We’ve now been Wongaling Beach residents for 17 months, watching our “garden birds” list slowly increase as we planted more shrubs and flowers. The garden has slowly changed from lawn, palms and heliconias (seems to be the default for the area) to something more attractive to birds, reptiles and bandicoots (of course), with more native flowers and fruit. Twenty-eight bird species were on our garden list, which did include those travelling in the airspace above – such as osprey and kites.
We have since added Barred Cuckooshrike, Eastern Koel and Leaden Flycatcher to our list – species that we had not previously seen in the area before (though have heard koels). Most mornings the cuckooshrikes have been moving through the big paperbarks along the creek behind us, gathering what look like caterpillars. Does this mean that some species have been forced to go farther afield for food?
The koels have been the most entertaining. Both are immature – one is a young male and the other a female. They arrived on the 29th March and as of the 4th April are still here, feeding each day on ripe palm fruit by our verandah, climbing around the cyclone-damaged fronds like parrots. The male announces his presence upon arrival and is quite fearless of people peering at him from a distance of a few metres.
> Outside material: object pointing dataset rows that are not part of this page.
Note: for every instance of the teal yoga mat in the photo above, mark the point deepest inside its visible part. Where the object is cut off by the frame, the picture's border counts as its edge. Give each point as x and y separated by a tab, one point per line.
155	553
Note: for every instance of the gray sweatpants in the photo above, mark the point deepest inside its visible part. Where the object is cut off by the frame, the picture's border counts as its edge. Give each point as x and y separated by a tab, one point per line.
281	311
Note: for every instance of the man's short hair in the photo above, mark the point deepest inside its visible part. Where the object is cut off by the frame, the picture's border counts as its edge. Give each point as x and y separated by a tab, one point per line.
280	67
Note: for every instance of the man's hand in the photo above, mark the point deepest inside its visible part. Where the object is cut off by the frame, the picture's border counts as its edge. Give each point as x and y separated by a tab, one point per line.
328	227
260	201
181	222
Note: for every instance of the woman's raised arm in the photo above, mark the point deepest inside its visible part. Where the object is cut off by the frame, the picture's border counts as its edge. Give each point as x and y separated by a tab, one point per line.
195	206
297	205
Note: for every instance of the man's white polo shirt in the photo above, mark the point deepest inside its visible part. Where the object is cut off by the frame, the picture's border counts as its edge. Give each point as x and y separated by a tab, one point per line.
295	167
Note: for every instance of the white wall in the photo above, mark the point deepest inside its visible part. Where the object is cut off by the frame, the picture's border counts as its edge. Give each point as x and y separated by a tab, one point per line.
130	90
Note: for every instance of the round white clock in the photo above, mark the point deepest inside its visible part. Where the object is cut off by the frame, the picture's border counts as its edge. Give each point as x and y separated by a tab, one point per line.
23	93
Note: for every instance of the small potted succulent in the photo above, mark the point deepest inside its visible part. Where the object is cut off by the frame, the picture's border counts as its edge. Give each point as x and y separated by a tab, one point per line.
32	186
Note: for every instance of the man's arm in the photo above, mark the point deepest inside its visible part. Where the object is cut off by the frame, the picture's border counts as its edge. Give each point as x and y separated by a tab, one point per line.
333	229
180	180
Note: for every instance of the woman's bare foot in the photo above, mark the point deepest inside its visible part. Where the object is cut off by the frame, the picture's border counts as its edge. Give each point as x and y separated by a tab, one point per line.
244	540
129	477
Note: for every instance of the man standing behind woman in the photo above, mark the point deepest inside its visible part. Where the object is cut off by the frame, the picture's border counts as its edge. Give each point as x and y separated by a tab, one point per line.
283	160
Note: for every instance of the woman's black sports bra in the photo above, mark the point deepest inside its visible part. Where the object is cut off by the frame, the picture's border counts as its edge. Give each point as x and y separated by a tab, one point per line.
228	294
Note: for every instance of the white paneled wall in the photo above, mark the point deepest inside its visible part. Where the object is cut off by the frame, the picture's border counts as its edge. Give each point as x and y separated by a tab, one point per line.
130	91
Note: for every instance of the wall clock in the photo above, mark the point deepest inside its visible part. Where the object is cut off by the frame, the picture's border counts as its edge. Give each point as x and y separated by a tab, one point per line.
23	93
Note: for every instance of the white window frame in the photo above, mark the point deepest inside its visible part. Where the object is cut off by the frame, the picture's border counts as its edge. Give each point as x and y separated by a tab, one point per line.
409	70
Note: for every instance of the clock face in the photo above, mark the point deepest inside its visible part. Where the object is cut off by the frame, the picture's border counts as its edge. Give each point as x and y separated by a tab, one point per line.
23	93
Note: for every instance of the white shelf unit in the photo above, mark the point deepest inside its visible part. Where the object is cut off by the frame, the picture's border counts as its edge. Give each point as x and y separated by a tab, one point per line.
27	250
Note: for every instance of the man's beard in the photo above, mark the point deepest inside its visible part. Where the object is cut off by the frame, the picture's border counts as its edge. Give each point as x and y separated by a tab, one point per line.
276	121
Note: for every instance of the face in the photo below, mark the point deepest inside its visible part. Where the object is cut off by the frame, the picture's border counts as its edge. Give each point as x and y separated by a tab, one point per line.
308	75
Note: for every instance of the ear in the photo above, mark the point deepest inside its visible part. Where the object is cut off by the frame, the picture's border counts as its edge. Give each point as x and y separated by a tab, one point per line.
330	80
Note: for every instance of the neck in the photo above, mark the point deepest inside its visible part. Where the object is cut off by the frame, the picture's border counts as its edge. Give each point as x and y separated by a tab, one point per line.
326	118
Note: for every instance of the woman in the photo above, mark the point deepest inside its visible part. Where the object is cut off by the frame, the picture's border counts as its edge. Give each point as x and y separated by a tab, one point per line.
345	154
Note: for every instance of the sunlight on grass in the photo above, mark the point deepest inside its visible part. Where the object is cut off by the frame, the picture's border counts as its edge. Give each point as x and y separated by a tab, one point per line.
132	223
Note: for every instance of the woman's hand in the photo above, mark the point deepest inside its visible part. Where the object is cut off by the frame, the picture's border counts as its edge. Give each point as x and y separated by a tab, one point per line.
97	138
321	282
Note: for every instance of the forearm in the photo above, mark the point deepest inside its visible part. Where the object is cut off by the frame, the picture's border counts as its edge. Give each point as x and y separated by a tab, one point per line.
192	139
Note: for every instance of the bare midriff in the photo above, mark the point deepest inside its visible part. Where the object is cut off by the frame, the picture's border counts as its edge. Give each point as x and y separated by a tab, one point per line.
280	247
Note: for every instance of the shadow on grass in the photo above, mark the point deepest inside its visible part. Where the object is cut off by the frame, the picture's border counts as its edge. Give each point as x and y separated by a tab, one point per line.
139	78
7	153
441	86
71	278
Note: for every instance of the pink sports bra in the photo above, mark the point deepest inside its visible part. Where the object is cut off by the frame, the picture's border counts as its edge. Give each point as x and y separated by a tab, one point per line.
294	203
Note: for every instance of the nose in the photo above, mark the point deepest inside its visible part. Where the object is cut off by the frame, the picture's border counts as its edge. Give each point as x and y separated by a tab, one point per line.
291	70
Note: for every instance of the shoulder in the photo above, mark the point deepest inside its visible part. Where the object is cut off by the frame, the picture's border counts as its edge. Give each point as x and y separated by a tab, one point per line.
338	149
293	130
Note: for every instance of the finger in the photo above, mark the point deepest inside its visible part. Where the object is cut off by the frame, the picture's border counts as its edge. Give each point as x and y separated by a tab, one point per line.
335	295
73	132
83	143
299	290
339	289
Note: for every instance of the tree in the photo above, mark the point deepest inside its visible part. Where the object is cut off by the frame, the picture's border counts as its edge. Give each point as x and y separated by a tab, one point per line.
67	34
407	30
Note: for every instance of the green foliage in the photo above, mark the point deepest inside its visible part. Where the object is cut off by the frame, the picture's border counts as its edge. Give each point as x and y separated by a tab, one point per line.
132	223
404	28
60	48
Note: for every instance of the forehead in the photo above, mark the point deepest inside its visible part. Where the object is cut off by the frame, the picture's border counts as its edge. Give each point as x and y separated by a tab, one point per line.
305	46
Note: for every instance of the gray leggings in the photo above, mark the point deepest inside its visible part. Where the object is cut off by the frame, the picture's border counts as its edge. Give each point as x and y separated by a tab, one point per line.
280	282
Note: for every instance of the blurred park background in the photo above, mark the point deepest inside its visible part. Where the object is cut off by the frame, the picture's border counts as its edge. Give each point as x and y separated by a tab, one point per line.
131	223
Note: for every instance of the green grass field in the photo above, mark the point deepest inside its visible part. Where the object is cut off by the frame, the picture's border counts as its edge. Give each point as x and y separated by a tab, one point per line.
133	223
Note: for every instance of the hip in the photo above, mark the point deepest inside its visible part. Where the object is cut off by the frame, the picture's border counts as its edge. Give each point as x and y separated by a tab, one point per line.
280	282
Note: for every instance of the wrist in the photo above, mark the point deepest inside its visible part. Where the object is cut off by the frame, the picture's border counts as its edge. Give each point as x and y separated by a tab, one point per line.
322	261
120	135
There are still some “missing” garden birds but I am sure they will return as the forest regrows.
I thought it would be good to add Helens account as a newcomer to Mission Beach from the beginning so here is an earlier account..... Ed
SIX MONTHS IN MISSION BEACH
Today is May Day and we have been in Wongaling Beach for exactly six months now – after driving down from Darwin to become “retired” beach people in Queensland. It has taken us most of that time to adjust to the idea that we live here
Our house in Darwin sat in the northern suburbs adjoining open woodland and paperbark swamp habitat protected by military land and the airport. Very different to our “new” house here, looking at a sandy beach with regrowth rainforest along a creek line and cattle on the property behind us and national park reserves a few minutes away.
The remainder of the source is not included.